Originally posted on NonProfit Pro Today, June 5, 2017
Hint: They’re typically already in your donor base.
The best monthly donor prospects are donors who currently give you gifts of $100 or less. They are not your big check writers; if they did send you a $100 check, it was probably a stretch gift for them.
Instead, monthly donor prospects are donors who can make small gifts more often. They are often on a fixed income.
So, here’s what I recommend:
- If your donor base system has it, run a Recency, Frequency, Monetary report. Look at your most recent donors who made a gift of $10 or more, preferably multiple times. (This of course also depends on how often you appeal to them. If you only ask twice a year, a donor can only give twice.)
- If your donor base does not offer that report, make a selection of your donors who gave in the past two years. Sort them by last gift amount and last gift date and include the payment type if you can (check, credit card, cash, other). It’s a bonus if you have the number of gifts.

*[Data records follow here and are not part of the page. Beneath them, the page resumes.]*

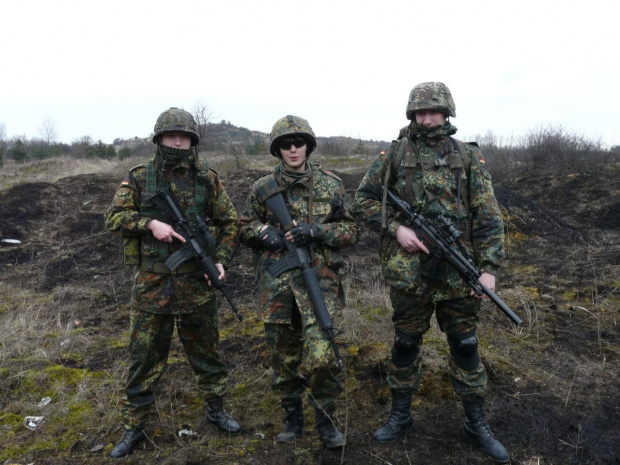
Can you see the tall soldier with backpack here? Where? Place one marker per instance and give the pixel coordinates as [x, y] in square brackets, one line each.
[437, 175]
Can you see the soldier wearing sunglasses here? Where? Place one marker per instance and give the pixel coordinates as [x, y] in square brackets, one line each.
[315, 199]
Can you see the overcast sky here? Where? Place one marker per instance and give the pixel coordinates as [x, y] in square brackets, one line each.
[106, 69]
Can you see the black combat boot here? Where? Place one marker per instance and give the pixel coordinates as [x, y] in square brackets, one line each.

- Select donors who have already given to you by credit card. They will be more comfortable with monthly giving on credit card. It’s an easier “sell.”
- Select those donors who have made more than one gift in the past year ($100 or less).
- For email appeals, if you can segment out your top donors and send an email to all others, that will be most successful. If you can’t segment yet, by all means, offer monthly giving to everybody. You have nothing to lose and everything to gain.
- Offer monthly giving as a convenient way to give for your donors. You know your donors. You never want to downgrade your donors, which is why we typically use that $100 threshold. If you can convert a $50 donor to give $10 a month, you’ve just more than doubled their annual gift. If someone is able to write a $250 check, they are more likely to write a $500, $1,000 check or even higher. If someone is able to write a $50 or $100 check, they may be more comfortable giving $10 or $25 a month.
But no matter what size gift a donor gave in the past, if someone asks you whether or not he or she can start making a monthly gift, you should allow it. After all, it’s all about ease and convenience for the donor (while, of course, making it even easier, convenient and sustainable for your organization).